La Arus

Mer Deliani
Chapter #15

Bungkam

Sembilan hari.

Hanya dalam rentang waktu yang singkat itu, rumah tangga yang didirikan Jona di bawah tudung adat berubah menjadi palungan penyakit. Ruam merah di tangan Jona, yang semula disangka gigitan serangga, kini telah bermetamorfosis menjadi hukuman yang hidup dan berdenyut.

Penyakit itu menyebar dengan kekejaman yang disengaja, mencabik kulit Jona dari leher hingga kaki. Luka-luka melepuh, pecah, dan mengeluarkan cairan kental berbau amis yang melekat di seluruh ruangan. Kamar pengantin mereka, yang seharusnya menjadi saksi janji suci, kini diubah paksa menjadi ruang isolasi yang gelap, lembap, dan beraroma kematian.

Keluarga besar jadi kelabakan.

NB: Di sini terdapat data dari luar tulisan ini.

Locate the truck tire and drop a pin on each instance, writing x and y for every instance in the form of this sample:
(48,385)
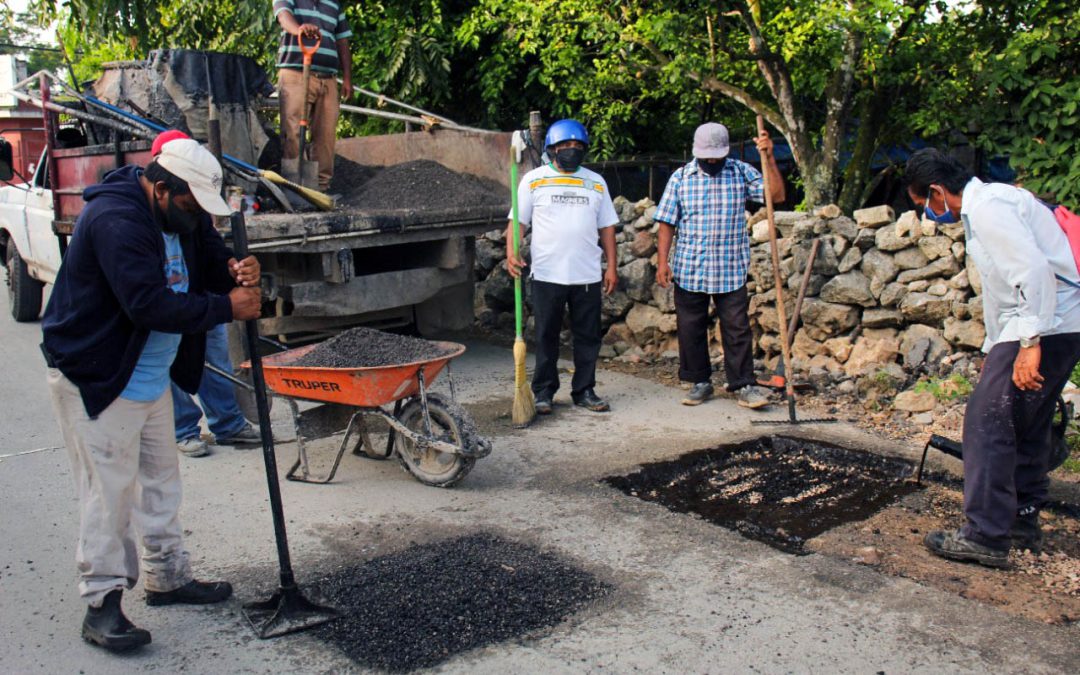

Mereka mengerahkan segala upaya mulai dari tabib dari desa sebelah, dokter ternama, hingga seorang dukun yang didatangkan dari luar Lau Malir. Hasilnya selalu membawa Jona kembali ke titik nol. Secara medis, ia hanya menderita penyakit kulit yang agresif. Secara spiritual, ia adalah korban ilmu hitam yang terkunci.

Jona, dalam kesunyian yang mengerikan, tidak lagi membutuhkan diagnosa. Setelah dukun terakhir berbisik tentang "dendam yang amat kuat" dari seseorang yang ia sakiti, ingatan Jona melayang liar. Ia teringat tatapan Lidya di pesta pernikahannya—tatapan dingin, tajam, dan penuh janji. Jona sadar, ini bukan hanya Sumbang yang menuntut bayaran, melainkan darah Sarin yang menuntut balasan. Dan ia, sang pengecut abadi, tahu ia pantas menerima setiap detik penderitaan itu.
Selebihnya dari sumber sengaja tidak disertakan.